Kerem’i, hayatıma girdiği günden beri bir lojistik şirketinin sahibi olduğunu düşünmüştüm. Bana öyle söylemişti. Benim yanımda gayet neşeli, hayat dolu, düşünceli bir adamdı. 24 yaşındaydı ama bazen on yaşındaki bir oğlan çocuğuna dönüşüyordu. Hatta ona biraz fazla sataştığımda,
Katre rahat dur kızım bi ya koparacağım o dilini o zaman göreceksin, deyip gerçekten de dilime uzanacağı sıra bende onun parmağına uzanıp onu resmen ısırıyordum. Aramızda ki iletişim hep böyle olmuştu. O bana bir yoldaş, bir dost olmuş; bende onun yanında sadece ona şımaran küçük bir kız oluyordum.
Beni karanlık bir dehlizden çıkardığını düşünmüştüm. Ta ki Kerem evliliğimizin üçüncü günü bir suikasta kurban gidene kadar.
Sonrası tam bir kaostu. Türk hükümeti hemen devreye girip beni sorguya alana kadar Kerem’in Türkiye için, Rusya’da ajan olarak çalıştığını bilmiyordum.
Evli olduğumuzu öğrenmeleri onlara bir şok etkisi yaratmıştı. Çünkü Kerem Koroleva isminin resmi bir kayıtta izinsiz geçmesi onlar için sıkıntıydı. Asıl sorunsa Rusya’dan gelen heyetle başlamış onlarda, Koroleva’nın kendi adamı olduğunu, onlar için Türkiye ve içinde birçok ülkenin olduğu gizli ve kritik bilgileri onlara taşıdığını, ancak son göreviyle ilgili rapor vermediğini, Koroleva’ya ulaşamadıklarını söylemişlerdi.
Kerem Rusya’daki son görevinde her ne olduysa Ruslara rapor vermeden apar topar Türkiye’ye gelmiş soluğu benim arada bir garson olarak çalıştığım gece kulübünde almıştı. Türkiye’ye giriş yaptığından bizim hükümetinde haberi yoktu.
Kerem’in evli olması Rus hükümetini de bir hayli şaşırtmıştı. Onlar Rusya’da Kerem’in son görevi ile ilgili rapor beklerken ajanlarının Türkiye’de evlenmesi, bana şüpheyle yaklaşmalarına sebep oldu. Karısı olduğum için bazı bilgileri bana söyleyeceğini düşünüp, günlerce hem Türk hem de Rus hükümetince sorgulanmıştım. Onlara, sadece Kerem’in benden son kez istediği şeyi yapıp, Birbirimize aşık olup evlendiğimizi ve hiçbir şey bilmediğimi söyledim.
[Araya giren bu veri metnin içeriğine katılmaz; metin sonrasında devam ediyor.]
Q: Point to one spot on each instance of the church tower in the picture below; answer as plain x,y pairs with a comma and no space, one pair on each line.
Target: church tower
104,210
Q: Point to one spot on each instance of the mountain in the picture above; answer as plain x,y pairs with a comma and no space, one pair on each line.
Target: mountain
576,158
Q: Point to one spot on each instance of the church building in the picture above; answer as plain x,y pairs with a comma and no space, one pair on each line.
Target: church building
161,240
Kerem’in nasıl bir insan olduğunu sorgulamaya başladığım bir dönemdi. Yaptığı işleri benden gizlemesi, yanımda farklı bir kişiliğe bürünmesi, bana yalan söylemesi ona olan güvenimi sarsmıştı. O an neyin doğru neyin yanlış olduğunu çözememiştim ama ona ihanet etmekte istemiyordum.
Sonra da beni apar topar tanık koruma programına almışlardı. Yeni bir kimlik verip İzmir’e yerleştirmişler, peşime de sürekli koruma ve gözcüler takmışlardı. Rus hükümeti benim bir şey bilmediğimi anlayıp çoktan gitmişti ama Türk hükümeti hiç pes etmiyordu. Onlara Kerem’le ilgili bilgi vermedikçe peşimi bırakmayacaklardı.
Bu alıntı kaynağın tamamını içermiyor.